Grâce à Dieu est un film sur la (très réelle) affaire Preynat, un prêtre qui a commis des attouchements sur de jeunes garçons des années 1970 au années 1990. On y suit en premier lieu le parcours d'Alexandre (Melvil Poupaud), un catholique qui engage une procédure auprès de l'église lyonnaise pour faire reconnaître ce qu'il a subi et que Preynat subisse des sanctions. Ses démarches n'aboutissent à rien, Preynat continuant à officier, et continuant à se retrouver au contact d'enfants. Même si les faits sont prescrits, il décide de porter plainte.
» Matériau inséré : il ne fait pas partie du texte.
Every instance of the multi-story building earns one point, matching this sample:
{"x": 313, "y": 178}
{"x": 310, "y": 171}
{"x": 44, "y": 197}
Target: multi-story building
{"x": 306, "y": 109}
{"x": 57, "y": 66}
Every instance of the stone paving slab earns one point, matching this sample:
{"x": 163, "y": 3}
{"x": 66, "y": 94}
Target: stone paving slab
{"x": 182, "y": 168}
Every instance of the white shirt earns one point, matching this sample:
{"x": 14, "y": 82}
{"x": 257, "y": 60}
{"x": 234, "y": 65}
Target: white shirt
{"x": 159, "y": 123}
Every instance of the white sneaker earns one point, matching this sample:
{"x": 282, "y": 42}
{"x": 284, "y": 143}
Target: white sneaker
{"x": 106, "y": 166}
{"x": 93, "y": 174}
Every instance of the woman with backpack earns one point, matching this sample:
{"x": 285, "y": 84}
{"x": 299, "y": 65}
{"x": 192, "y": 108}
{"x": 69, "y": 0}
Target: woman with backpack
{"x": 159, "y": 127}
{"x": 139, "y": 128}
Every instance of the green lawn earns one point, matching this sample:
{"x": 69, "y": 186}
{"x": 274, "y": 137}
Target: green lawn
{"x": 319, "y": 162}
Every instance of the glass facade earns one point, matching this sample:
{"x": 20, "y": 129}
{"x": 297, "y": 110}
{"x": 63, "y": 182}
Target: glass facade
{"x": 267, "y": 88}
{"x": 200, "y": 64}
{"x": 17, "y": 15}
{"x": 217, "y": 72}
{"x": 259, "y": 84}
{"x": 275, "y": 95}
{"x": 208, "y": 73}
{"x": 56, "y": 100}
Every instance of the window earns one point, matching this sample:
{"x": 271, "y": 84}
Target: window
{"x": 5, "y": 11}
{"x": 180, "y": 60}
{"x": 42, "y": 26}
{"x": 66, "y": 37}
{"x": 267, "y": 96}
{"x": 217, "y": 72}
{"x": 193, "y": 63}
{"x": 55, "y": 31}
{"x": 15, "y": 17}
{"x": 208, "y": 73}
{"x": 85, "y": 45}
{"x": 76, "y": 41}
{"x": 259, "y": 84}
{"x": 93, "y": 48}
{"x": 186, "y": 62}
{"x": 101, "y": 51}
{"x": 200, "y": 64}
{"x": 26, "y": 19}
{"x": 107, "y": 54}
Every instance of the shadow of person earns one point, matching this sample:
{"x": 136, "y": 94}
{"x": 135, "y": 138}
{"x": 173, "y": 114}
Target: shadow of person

Le capitaine Courteau, qui a pris sa plainte, remonte à François (Denis Ménochet), une autre victime non prescrite, qui accepte de témoigner et cherche à médiatiser l'affaire. Avec d'autres victimes, il crée l'association La Parole libérée, qui permet à plusieurs victimes de se regrouper. Parmi elles, Emmanuel (Swann Arlaud), un jeune homme en souffrance, gardant de nombreuses séquelles des attouchements. Ensemble, il entament une action judiciaire, au cours de laquelle Preynat, qui n'a jamais nié les faits, est mis en examen.
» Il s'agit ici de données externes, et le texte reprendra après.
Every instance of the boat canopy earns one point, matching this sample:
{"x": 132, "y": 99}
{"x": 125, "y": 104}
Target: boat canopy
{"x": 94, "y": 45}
Et c'est un film très beau et très fort. Il montre assez clairement la politique de l'autruche que pratique l'Église, et notamment le cardinal Barbarin, vis-à-vis de la pédophilie ; l'hypocrisie de cette institution, pour qui le pardon est essentiel et qui fait comme si on pouvait résoudre les problèmes en priant ensemble. Il aborde assez subtilement la question du traumatisme, du temps qu'il faut pour arriver à « libérer la parole » ; la réaction des proches, des familles, qui soutiennent ou nient, qui culpabilisent ou refusent de « remuer la merde ».
Ce film choral est habilement construit autour de trois personnages, qui incarnent trois temps de l'action. La première partie, consacrée à Alexandre, est structurée par des lettres lues en voix off, ce qui accentue l'impuissance, la distance et l'isolement du personnage. À partir du moment où François entre en scène, la voix disparaît petit à petit, l'histoire avance par les dialogues et prend du nerf.
Bref, c'est super, bien sûr les acteurs sont tous impressionnants, les dialogues bien écrits, les cadres précis. C'est un film formidable et nécessaire.